— 3 —

Commissioner Sobel scowled at the insignia on his collar, still shiny from his recent transfer here. He was a dark-haired man, thirty pounds past good-looking: the kind whose face turned red very easily, and lately his face was turning red more than usual. He brushed off a few specks of dust and leaned back in the seat of his shuttle taking him from the Base to the Détente Asteroid. After six months, the useless embassy there was just beginning to feel familiar, though he doubted he would ever get used to Fixion.

As Commissioner, he was not foolish enough to believe the optimistic projections he sent back to Earth through the Information Bureau, but he had to make others believe them.

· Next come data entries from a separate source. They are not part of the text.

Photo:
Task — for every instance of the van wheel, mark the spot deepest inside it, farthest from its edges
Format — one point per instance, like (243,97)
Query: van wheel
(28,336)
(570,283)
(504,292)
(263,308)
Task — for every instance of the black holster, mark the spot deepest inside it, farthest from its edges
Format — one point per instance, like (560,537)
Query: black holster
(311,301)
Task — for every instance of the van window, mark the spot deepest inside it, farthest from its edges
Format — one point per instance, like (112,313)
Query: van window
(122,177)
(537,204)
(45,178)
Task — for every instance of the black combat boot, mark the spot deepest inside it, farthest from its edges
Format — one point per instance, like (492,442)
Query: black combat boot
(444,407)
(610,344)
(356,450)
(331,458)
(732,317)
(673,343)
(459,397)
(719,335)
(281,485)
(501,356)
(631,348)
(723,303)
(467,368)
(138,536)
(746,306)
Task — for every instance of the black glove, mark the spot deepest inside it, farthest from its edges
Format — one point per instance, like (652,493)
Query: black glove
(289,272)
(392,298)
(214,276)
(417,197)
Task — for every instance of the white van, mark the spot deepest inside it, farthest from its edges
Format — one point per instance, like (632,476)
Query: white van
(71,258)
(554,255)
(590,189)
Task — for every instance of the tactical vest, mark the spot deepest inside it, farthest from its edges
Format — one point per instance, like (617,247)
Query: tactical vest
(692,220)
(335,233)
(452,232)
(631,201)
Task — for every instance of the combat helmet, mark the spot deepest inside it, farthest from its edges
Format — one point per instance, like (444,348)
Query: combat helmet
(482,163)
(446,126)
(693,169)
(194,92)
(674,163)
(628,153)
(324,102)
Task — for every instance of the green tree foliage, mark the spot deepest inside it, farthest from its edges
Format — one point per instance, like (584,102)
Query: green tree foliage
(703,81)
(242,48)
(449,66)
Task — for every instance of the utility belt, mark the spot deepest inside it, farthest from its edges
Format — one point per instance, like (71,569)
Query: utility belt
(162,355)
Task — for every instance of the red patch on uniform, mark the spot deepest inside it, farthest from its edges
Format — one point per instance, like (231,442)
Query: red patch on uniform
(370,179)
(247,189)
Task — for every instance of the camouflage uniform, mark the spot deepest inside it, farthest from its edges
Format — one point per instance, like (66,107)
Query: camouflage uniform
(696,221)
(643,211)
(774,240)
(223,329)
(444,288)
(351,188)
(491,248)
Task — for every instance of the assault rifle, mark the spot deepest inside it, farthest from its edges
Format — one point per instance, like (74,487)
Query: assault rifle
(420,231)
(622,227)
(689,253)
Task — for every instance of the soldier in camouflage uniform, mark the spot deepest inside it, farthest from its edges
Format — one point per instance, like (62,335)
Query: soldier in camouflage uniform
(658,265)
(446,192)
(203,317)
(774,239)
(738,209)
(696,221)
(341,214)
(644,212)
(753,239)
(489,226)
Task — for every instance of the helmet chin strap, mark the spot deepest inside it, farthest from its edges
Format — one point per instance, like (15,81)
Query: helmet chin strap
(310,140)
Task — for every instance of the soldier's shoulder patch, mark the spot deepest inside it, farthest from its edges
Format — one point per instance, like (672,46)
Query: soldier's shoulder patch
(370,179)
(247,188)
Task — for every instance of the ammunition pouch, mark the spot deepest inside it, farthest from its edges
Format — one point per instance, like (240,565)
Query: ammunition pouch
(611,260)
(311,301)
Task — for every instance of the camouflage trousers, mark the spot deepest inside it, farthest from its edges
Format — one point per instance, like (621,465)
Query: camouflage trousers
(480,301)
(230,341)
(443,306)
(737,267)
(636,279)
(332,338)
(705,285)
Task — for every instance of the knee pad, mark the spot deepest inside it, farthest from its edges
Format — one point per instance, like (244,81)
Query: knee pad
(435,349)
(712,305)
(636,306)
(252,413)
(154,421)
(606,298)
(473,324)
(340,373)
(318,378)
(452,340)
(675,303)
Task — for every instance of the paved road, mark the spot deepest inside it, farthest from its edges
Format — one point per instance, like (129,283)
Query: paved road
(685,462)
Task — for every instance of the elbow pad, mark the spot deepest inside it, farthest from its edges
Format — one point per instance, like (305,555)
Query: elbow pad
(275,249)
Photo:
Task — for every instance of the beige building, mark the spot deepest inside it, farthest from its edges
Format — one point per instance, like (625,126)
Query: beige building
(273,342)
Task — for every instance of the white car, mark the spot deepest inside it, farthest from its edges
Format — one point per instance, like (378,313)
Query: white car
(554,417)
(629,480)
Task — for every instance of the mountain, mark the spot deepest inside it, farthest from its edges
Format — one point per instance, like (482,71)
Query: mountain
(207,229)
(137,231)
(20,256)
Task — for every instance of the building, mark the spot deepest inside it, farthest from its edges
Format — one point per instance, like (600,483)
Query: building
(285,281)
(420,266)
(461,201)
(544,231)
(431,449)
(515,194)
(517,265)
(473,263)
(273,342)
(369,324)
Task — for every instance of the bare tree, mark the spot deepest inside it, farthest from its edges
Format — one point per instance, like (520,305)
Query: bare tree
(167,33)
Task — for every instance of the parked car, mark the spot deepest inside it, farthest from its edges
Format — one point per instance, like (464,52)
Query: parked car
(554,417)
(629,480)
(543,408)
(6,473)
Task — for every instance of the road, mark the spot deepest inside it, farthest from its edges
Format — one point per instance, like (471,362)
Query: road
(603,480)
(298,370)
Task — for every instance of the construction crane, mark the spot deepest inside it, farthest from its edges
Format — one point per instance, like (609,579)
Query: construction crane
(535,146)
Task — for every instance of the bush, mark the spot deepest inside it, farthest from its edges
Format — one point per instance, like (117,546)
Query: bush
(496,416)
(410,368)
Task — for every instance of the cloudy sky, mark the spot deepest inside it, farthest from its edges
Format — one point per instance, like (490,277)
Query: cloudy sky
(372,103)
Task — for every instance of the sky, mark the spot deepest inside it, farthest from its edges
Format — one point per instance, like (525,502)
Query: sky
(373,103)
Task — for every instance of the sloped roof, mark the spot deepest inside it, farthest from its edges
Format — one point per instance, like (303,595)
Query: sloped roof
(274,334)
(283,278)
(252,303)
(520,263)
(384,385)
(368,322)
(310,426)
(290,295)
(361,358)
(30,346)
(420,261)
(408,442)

Each report submitted for public dissemination had to show the human soldiers as faultless heroes and paint the Jaxxans as monstrous and alien. Fortunately, the Jaxxans looked hideous, and people had been programmed for centuries to fear bug-eyed monsters. How else could the Earth League maintain support for this abysmal war in this godforsaken place?

Humanity had a long history of shedding blood over worthless scraps of land, and this broken asteroid belt was one such place. Humans had visited there, established a tiny astronomical observatory, set up small outposts, planted their flags. So had the Jaxxans. When both governments dug in their heels, possessing Fixion and its entourage of habitable worldlets became a matter of honor.

Sobel was savvy enough to know that this war was not as senseless as it seemed. Rather, the Earth League—and no doubt the Jaxxans as well—used it as a practice field to test the mettle of the rival species and determine whether they wanted to prosecute a larger war across numerous star systems.

Three years ago, the aliens had showed their aggression (or maybe it had been a retaliation for something) by wiping out Cephei Outpost. So humans responded by blowing up any Jaxxan outpost they could find, and the two militaries began their nose-to-nose warfare on the main planetoid.

The people back home rallied, and recruiting offices had lines out the door. As the battles went on, the Deathguard cyborg killing machines were portrayed as warriors so tough that even death on the battlefield could not stop them from continuing the fight against the Jaxxans. Poignant, tragic, glorious.

Sobel’s two predecessors had put in their time, and now he was stuck administering the Earth League forces. He ran the show out here, organized the military, sent back the PR dispatches.

For appearances sake, he was also the designated spokesman, an ambassador for humanity, charged (on paper at least) with finding a peaceful solution to the conflict. His superiors had never indicated that they genuinely desired a resolution; nevertheless, he needed to maintain appearances—he was good at that.

One of the small drifting rocks with a tenuous but stable atmosphere was named the Détente Asteroid, complete with a human embassy building and an adjacent Jaxxan embassy. By mutual agreement, each side was required to have a representative available at the embassy a certain percentage of the time, but due to a loophole in the agreement—intentional, Sobel thought—the human ambassador and the Jaxxan ambassador were not required to be on the Détente Asteroid at the same time, which made substantive peace talks difficult.

After a two-hour flight, Commissioner Sobel’s shuttle landed on the Détente Asteroid. He was preoccupied enough with his thoughts that he forgot the oxygen mask until the last moment and fumbled it into place just as the hatch slid open.

He gathered his briefcase full of files, and followed a small honor guard across the landing zone to the embassy building; a vanguard entourage had already restored the power, heat, and air-generators. No one had occupied the building for weeks.

Not surprisingly, the corresponding Jaxxan embassy building was shut down: windows shuttered, doors locked, no one inside.

Sobel made quick work of settling in. Though it seemed a pointless obligation to be here, he did look forward to a few quiet and uninterrupted days. He had paperwork to review, forms to finish, consolation letters to write.

No matter what the Earth public saw in the glorious video footage sent by the Information Bureau—how human forces had pushed forward to gain a few more acres of the no-man’s land, how the Deathguards continued to attack the enemy like heroic vigilantes—Sobel knew the war was not going well.

Something had to change soon. An unqualified victory would bring a surge in support on Earth, but even a devastating defeat would inflame their passions, and he could take advantage of that as well. The worst case was that the battle for the Fixion Belt was a stalemate that would continue for a long, expensive time. Since he and his Jaxxan counterpart, Warlord Kiltik, had no particular reason to hold meetings, no resolution was in sight.

Seated at his temporary desk, Sobel opened his briefcase. Before delving into the files he needed to review, he glanced through the tinted window at the closed Jaxxan embassy. As soon as the Commissioner left, Kiltik would arrive to serve his own time as mandated by the interim treaties, and he would go through the same motions.